Digital Doman could have chilling effect on St. Lucie County voters

ST. LUCIE COUNTY — Some local officials are worried Digital Domain Media Group's demise will affect voters' decision in November whether to continue waiving property taxes to help lure new and expanding businesses to the county.

Larry Pelton, the county's Economic Development Council president, said he's concerned voters don't know the difference between a tax abatement and a cash incentive. He expects the latter to "go to the wayside" because of the economy.

"It (tax abatement) probably will be about the only incentive that will be offered for any company that would locate here," Pelton said.

Although it wasn't open long enough for the tax abatement to take effect, Digital Domain planned to defer paying property taxes to the county for the next five years before the company laid off 346 employees this month. It didn't receive any other county incentives, which include impact fee credits and job creation grants.

"Unfortunately, the debacle at Digital Domain will undoubtedly color all conversations regarding economic development for the next 10 or 20 years, regularly being trotted out as an example of what happens when the process goes horribly wrong," said Jon Ward, the Fort Pierce Urban Redevelopment Director.

Economic development incentives work when applied to make a good business better, Ward said, and they don't work when used to make a bad business good. He said incentives to support startup businesses has a high failure rate.

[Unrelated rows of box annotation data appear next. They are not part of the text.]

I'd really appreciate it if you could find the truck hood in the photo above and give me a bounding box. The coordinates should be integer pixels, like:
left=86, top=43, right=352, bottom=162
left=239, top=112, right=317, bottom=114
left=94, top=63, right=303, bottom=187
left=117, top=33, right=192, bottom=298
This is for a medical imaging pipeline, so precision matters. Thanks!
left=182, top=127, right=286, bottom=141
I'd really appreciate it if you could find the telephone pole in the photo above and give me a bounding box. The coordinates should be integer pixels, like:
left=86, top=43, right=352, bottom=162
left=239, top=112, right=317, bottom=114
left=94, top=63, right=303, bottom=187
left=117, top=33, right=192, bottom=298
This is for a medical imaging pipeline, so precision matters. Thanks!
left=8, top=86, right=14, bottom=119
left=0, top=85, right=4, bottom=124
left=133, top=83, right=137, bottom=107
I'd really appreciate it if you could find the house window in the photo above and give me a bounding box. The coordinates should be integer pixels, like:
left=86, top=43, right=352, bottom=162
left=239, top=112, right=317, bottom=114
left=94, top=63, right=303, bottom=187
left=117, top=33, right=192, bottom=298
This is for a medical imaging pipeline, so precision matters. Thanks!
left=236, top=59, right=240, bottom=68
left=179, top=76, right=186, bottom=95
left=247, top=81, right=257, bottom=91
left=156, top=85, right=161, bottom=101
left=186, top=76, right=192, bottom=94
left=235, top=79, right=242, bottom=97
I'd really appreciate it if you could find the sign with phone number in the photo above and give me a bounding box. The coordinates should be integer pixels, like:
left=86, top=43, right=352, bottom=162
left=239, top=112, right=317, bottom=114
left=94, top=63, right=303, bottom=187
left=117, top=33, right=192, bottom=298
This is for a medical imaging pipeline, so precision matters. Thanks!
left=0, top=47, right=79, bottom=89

"I hope the voters recognize the value of having this tool available to the county and do not throw the baby out with the bathwater," Ward said. "It (tax abatement) is widely used in many locations, and its loss would place our county at a distinct disadvantage when competing against them for good firms."

County Commission Chairman Chris Dzadovsky agreed, saying St. Lucie would be at a "severe disadvantage" to Martin County, which has its own tax abatement program, and could not compete for companies without the same option.

"Not having the tools could severely impact the county's ability to attract jobs we so desperately need," Dzadovsky said.

Sen. Joe Negron, R-Stuart, said Digital Domain's closing "will and should be a significant consideration" for voters regarding tax exemptions, but an end to them would result in an increased reliance on state economic incentives.

Mayor Bob Benton isn't worried about the closing having an effect on voters' because tax deferments aren't the same thing as giving relocation money or using tax dollars.

"We have to have something to compete," Benton said.


County commissioners rolled out the tax break plan 20 years ago for businesses moving into or expanding in the county. Voters approved the referendum by 56 percent in 1992 and again by 66 percent in 2002. Since the program sunsets every 10 years, it's on the ballot again Nov. 6.

Since the program began, at least 3,832 jobs were created through 24 approved applications for tax exemptions, said Michael Brillhart, the county's business and concurrency manager. The exemption given to Liberty Medical Supplies was based upon the company hiring 765 employees at its Port St. Lucie location, but as many as 1,300 employees have worked there during times of high market demand for its products, he said.

The exemptions apply only toward county taxes on improvements a business makes to its property and on equipment it buys as part of relocation or expansion. It doesn't apply to school, fire, city or voter-approved taxes. The discounts would be spread over time at a maximum of 10 years and with the amount of the discount decreasing each year. However, a business still would pay taxes on the full value of its land.

For example, if a company is granted a 50 percent tax exemption for a year, the county's general fund and fine and forfeiture accounts would collect 50 percent less on that property than it would have if no exemption had been granted.

In 2002, county officials organized a task force of government and business leaders to talk to residents and try to gain support for the Economic Development Ad Valorem Tax Exemption referendum.

The Economic Development Council, St. Lucie Chamber of Commerce and Realtors Association of St. Lucie plan to do the same this year, according to chamber Executive Director Linda Cox.

"There's just so much of this that people don't understand," she said. "And it's hard to understand."